Joan Capdevila Costa
1883-1936

Né le 30 octobre 1883 à Sovelles (Gerona), Joan fut baptisé - et probablement confirmé - en la fête de Tous les Saints, le 1. novembre suivant. Ses parents s’appelaient Jaime et María.

Il entra au noviciat des Clarétains de Cervera en 1900, et fit la profession en 1901.

Cette communauté de Cervera était fort nombreuse : plus de quatre cents individus y vivaient, prêtres, novices et étudiants, et Joan dut être le tailleur pour tout ce monde.

Puis ce fut Lleida (1907), Gracia (1920), Selva del Campo (1926), de nouveau Gracia (1929), jusqu’à son arrestation en 1936.

Tailleur et portier, efficace et fidèle, il fut aussi chargé d’administrer la publication d’un bulletin hebdomadaire, La Fiesta Santificada, et successivement de la maison d’édition Coculsa.

Au moment où explosa la guerre civile, toute la communauté dut évacuer la maison et s’éparpiller chez des connaissances.

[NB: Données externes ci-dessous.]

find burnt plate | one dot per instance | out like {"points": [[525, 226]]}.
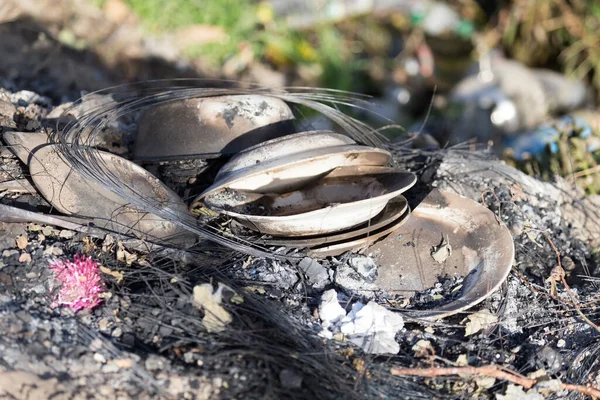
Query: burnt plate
{"points": [[360, 242], [291, 173], [330, 205], [412, 259], [210, 127], [72, 194], [392, 212]]}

Le frère Joan crut bon de rester tout bonnement dans les locaux de son administration de Barcelone, pensant que la situation allait se calmer rapidement.

C’était manifestement ignorer que cette maison d’édition était déjà bien repérée, puisqu’elle publiait des articles religieux. Six miliciens armés se présentèrent en effet sans tarder l’après-midi du 25 juillet 1936, et enlevèrent le Frère. Une demi-heure après, ils revinrent avec fr. Joan, envoyèrent par le balcon tous les documents de l’imprimerie et y mirent le feu dans la rue.

Ensuite, on perdit la trace du Frère. On retrouva son cadavre le lendemain à l’hôpital.

Martyrisé le 25 juillet 1936 à Barcelone, il fut béatifié en 2017.

Le nom du bienheureux Joan Capdevila Costa sera mentionné dans le Martyrologe Romain au 25 juillet.